Oracle CEO Safra Catz

Safra Catz, Oracle CEO

Safra Catz, Oracle CEO. Photo: Oracle

Tech bros beware, there’s a new queen of the cloud.

Safra Catz, the head of operations and sales at Oracle, has put the tech world on notice after being announced as the Cloud Wars CEO of 2022 by the Acceleration Economy Network.

The business exec has an estimated net worth of $1.6bn and is frequently named among lists of the most influential business women in the world. She occupied the nineteenth ranking on Forbes’ 2022 lists of Power Women and America’s Self-Made Women.

Catz, an Israeli immigrant, joined Oracle in 1999 after working over a decade in investment banking positions. She began her Oracle career as senior vice president and has served as a board director, president, CFO and co-CEO along with Mark Hurd, the former boss of Hewlett-Packard from 2005 to 2010. Catz and Hurd were selected to co-captain the company in 2014, when Oracle co-founder Larry Ellison stepped down to serve as executive chairman and CTO. Catz was in charge of operations, legal and finance, while Hurd oversaw sales, service and marketing. Catz became the sole CEO in 2019, when Hurd passed away from cancer, just five weeks after announcing a medical leave of absence for undisclosed reasons.

“After we lost Mark, all of a sudden, I was responsible for sales. Well, what do I know about that?” questioned Catz.

But the low-profile leader understands about being a customer — from the back office to the end-user. She has led the Oracle’s transition from selling products to partnering with clients to streamline and future-proof their businesses.

“The way we used to sell a product is that our geniuses in their ivory towers would build a product and throw it out to a customer,” Catz joked. “They’d lean out and say, ‘Give us a call if you need help, but we’re hoping you’re smart enough to know how to use it.’ And then the system integrator and the customer would implement the product — sometimes with some help from Oracle Consulting — and that was the relationship until our geniuses came out with something new and would throw it out the window again.”

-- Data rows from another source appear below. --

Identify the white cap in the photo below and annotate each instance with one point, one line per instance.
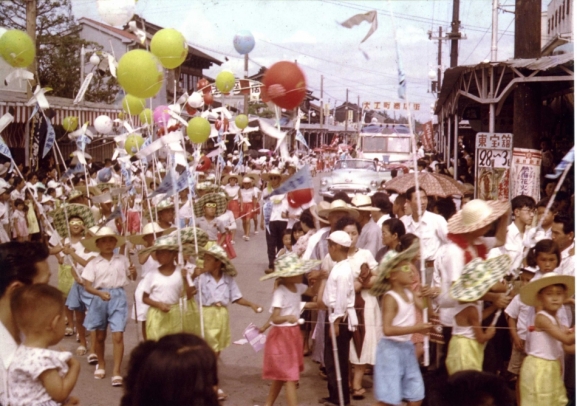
(341, 238)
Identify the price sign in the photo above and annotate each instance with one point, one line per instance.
(494, 152)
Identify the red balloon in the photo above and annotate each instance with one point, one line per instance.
(208, 99)
(297, 198)
(204, 85)
(285, 84)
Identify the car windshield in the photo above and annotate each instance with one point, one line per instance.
(355, 164)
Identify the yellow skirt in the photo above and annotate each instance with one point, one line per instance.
(216, 327)
(160, 324)
(464, 354)
(65, 279)
(541, 383)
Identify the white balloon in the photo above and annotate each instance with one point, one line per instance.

But now she likens the business model to two occupants — Oracle and its customer — sharing one residence.

“We now have to basically move in with you. And live in the townhouse with you. And the customer’s on this side and Oracle’s on that side. They’re totally connected, because we basically get rid of the wall between our two enterprises: us and you.”

Oracle customers have commented that they can’t “tell where my people stop and your people start” — which Catz takes as the ultimate praise.

Catz has proven herself a formidable force in the tech world. She is credited with spearheading Oracle’s aggressive acquisition strategy during her 24-year tenure, helping to close more than 130 acquisitions.

“When we do acquisitions, we decide what we want. We decide what fills a hole. And if the price is too high, our alternative is the $5bn we spend on R&D every year,” Catz told Bloomberg. “We’re not well-known for overpaying, because at Oracle we always have an alternative.”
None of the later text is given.